As he spoke, again were heard footsteps on a run outside the barn.

"I know you're not," said Miss Clairville in agitation, "but I don't shrink from you as I used to do. Perhaps it was my fault. Oh—who can this be? Father Rielle returning?"

"Hardly. He was told to drive back for you. It's some one seeking shelter, like ourselves. Hark—the hail is stopping, and now the thunder and lightning and a good old-fashioned midwinter storm!"

"I know who it is," said she, still more hurriedly, and pushing Crabbe towards the ladder,—"it is Mr. Ringfield. You must go back to the loft. I could not have him meet you here. He thinks—he thinks—you know what he thinks."

"And he's not far wrong, either," said Crabbe complacently. "But perhaps I'd better do as you say; don't detain him now.
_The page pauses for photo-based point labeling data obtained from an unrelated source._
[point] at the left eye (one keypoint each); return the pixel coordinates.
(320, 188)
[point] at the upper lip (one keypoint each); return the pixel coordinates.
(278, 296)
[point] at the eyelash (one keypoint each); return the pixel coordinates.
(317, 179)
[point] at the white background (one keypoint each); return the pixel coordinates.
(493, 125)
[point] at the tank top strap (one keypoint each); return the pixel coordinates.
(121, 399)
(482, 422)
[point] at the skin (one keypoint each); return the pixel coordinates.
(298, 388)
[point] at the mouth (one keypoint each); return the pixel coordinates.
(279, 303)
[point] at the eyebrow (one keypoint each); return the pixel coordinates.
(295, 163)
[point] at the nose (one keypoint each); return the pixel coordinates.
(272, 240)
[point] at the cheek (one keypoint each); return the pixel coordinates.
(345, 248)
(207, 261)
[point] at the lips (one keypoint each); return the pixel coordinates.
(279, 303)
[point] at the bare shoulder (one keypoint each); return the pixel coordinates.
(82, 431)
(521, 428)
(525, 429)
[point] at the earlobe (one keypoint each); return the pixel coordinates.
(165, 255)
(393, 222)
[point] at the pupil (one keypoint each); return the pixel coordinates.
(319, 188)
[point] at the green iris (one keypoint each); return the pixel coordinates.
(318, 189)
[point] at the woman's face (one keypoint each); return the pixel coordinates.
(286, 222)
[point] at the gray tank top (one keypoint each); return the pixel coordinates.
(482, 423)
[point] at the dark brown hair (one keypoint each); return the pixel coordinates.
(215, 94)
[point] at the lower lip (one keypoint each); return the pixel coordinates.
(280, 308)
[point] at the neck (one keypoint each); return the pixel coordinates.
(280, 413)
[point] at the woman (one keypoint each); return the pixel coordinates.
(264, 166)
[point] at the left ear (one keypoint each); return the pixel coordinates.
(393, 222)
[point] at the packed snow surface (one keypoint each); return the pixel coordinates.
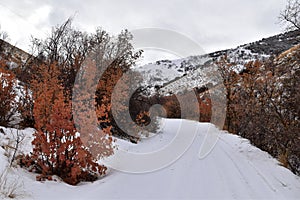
(234, 169)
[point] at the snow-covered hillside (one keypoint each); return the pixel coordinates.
(233, 170)
(170, 72)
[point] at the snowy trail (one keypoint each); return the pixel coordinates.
(233, 170)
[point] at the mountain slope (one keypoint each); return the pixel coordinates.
(162, 73)
(233, 170)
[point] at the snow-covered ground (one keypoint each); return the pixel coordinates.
(234, 169)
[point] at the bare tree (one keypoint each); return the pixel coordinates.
(290, 16)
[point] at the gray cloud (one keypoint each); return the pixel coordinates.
(214, 24)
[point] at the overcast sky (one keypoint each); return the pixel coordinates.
(213, 24)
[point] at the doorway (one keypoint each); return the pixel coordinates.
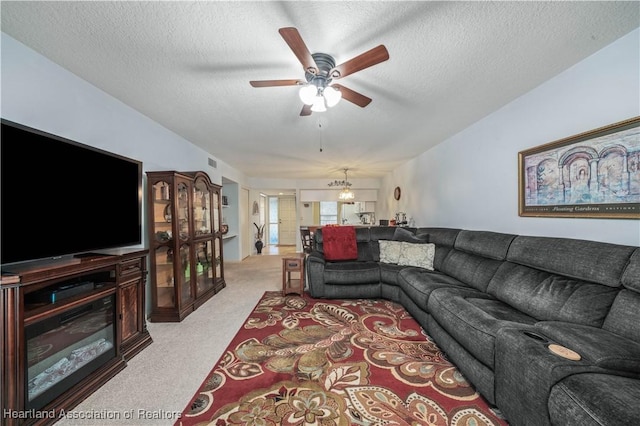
(282, 221)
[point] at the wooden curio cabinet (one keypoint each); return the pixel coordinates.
(185, 242)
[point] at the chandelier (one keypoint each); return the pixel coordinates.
(346, 194)
(317, 91)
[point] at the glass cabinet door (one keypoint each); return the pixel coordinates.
(165, 285)
(216, 211)
(186, 270)
(163, 237)
(183, 211)
(201, 208)
(162, 212)
(218, 255)
(204, 267)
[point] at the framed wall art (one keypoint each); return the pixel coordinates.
(595, 174)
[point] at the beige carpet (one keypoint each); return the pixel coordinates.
(158, 383)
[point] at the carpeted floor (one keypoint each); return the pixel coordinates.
(299, 360)
(160, 380)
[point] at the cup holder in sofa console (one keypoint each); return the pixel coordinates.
(564, 352)
(535, 336)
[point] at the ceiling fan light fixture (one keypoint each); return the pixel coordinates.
(308, 93)
(346, 195)
(318, 104)
(332, 96)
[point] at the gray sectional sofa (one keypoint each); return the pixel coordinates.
(498, 303)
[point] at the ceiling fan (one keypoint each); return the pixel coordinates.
(318, 91)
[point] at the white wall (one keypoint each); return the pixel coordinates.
(38, 93)
(470, 181)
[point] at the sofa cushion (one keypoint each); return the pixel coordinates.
(473, 318)
(339, 243)
(420, 255)
(583, 260)
(595, 345)
(631, 276)
(390, 251)
(418, 283)
(476, 271)
(550, 297)
(346, 273)
(595, 399)
(624, 315)
(493, 245)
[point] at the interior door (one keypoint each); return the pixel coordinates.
(245, 224)
(288, 232)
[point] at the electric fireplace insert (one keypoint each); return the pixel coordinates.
(65, 348)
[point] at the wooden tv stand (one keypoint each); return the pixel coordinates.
(127, 270)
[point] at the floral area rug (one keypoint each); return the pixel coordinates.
(304, 361)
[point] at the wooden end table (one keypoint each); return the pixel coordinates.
(292, 284)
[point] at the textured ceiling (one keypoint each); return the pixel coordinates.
(187, 65)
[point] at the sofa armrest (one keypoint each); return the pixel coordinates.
(314, 267)
(600, 347)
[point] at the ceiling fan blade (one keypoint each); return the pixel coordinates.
(360, 62)
(272, 83)
(353, 96)
(295, 42)
(306, 110)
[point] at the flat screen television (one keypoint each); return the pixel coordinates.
(61, 198)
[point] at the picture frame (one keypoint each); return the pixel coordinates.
(595, 174)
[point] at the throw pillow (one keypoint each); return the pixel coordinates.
(339, 243)
(389, 251)
(420, 255)
(401, 234)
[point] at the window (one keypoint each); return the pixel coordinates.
(328, 212)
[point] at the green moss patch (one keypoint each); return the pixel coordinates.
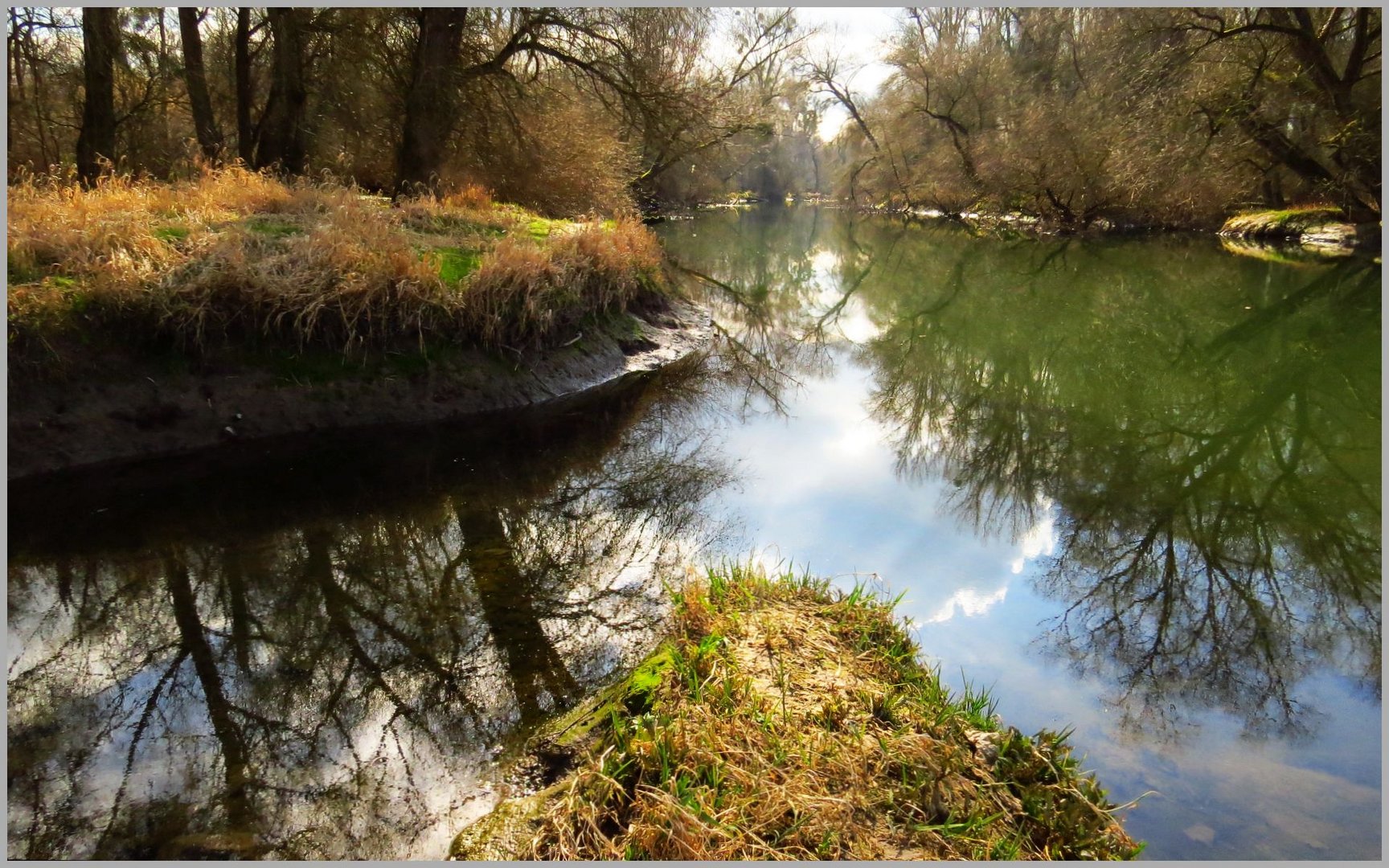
(457, 263)
(271, 227)
(1288, 223)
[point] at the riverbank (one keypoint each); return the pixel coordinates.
(786, 719)
(150, 318)
(1309, 234)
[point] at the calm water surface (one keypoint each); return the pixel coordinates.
(1129, 485)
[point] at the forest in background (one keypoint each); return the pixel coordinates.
(1164, 116)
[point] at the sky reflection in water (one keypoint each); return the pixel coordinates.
(992, 425)
(1131, 486)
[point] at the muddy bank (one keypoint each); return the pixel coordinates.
(142, 410)
(1317, 232)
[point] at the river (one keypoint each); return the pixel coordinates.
(1129, 485)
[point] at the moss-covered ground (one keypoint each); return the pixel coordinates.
(788, 719)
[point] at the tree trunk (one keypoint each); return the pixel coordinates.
(204, 122)
(100, 40)
(284, 139)
(244, 135)
(429, 100)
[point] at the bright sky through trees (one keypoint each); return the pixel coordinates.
(858, 34)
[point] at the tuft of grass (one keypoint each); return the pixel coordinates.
(235, 257)
(795, 721)
(1285, 223)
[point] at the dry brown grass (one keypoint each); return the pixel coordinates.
(797, 724)
(235, 257)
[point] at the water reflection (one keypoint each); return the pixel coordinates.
(1203, 431)
(317, 660)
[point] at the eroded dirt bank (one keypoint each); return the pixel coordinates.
(145, 411)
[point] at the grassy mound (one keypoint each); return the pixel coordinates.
(238, 259)
(793, 721)
(1282, 224)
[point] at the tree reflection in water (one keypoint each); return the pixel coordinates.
(314, 660)
(1206, 431)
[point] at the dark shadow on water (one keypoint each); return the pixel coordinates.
(311, 649)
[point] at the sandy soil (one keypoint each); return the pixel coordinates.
(63, 425)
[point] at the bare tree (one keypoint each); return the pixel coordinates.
(100, 43)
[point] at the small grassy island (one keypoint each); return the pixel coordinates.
(786, 719)
(154, 317)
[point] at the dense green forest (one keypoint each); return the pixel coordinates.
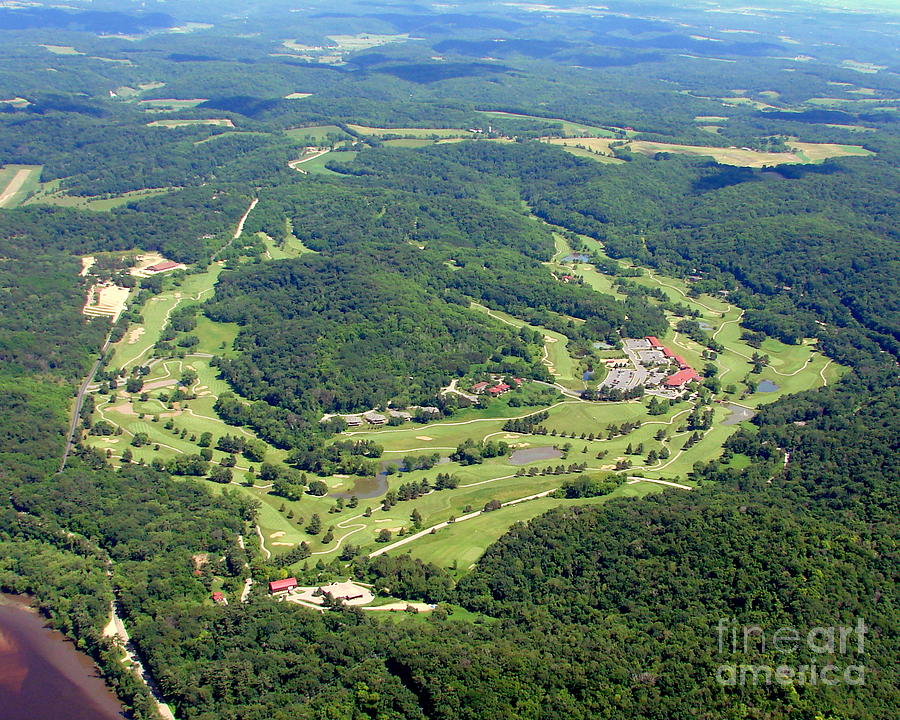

When he's gone I'll get you out of this somehow."

Thus in a few minutes Ringfield entered the barn, found Pauline, as he supposed alone; but afterwards, watching from the high road, saw the guide emerge and noted the familiar relation in which they stood in front of the stricken pine.

More than simple religious feeling entered at this moment Ringfield's young and untried heart, his vanity was deeply wounded, and the thought that Miss Clairville could allow Edmund Crabbe to caress her was like irritating poison in his veins. Yet he was in this respect unfair and over-severe; the fact being that Pauline very soon observed, on coming into closer contact with the guide, the traces of liquor, and she then adroitly kept him at a distance, for in that moment of disenchantment Ringfield's image again came uppermost.

It was not possible for her to be wise either before or after the event; she had not sufficient coldness nor shrewdness of character to enable her to break with all these conflicting surroundings and begin life over again as she had eloquently described to the priest, for without money she could not leave St. Ignace, and she could not raise the money without taking some situation which might unfit her for the stage and prolong the time of probation too far into middle life. Pauline might age early, and at thirty-five she saw herself maturing into a gaunt and grizzled dame, incapable of all poetic and youthful impersonations. To be thus crippled was torture to her lively imagination, and in this danse macabre of thought, a grim procession of blasted hopes, withered ideals and torturing ambitions, her mind gave itself first to one issue, then to another, while it was clear that her position at St. Ignace was fast growing untenable and that something would have to be done.

To live at Poussette's on the charity of its host was, although the sister of the seigneur, to invite insult. To yield a second time to the ingratiating addresses of the guide was to lose her self-respect, while to indulge in and encourage a pure affection for Ringfield was a waste of time. She recognized the truth of Crabbe's candid statement—how could she do the young man such an injustice as to marry him!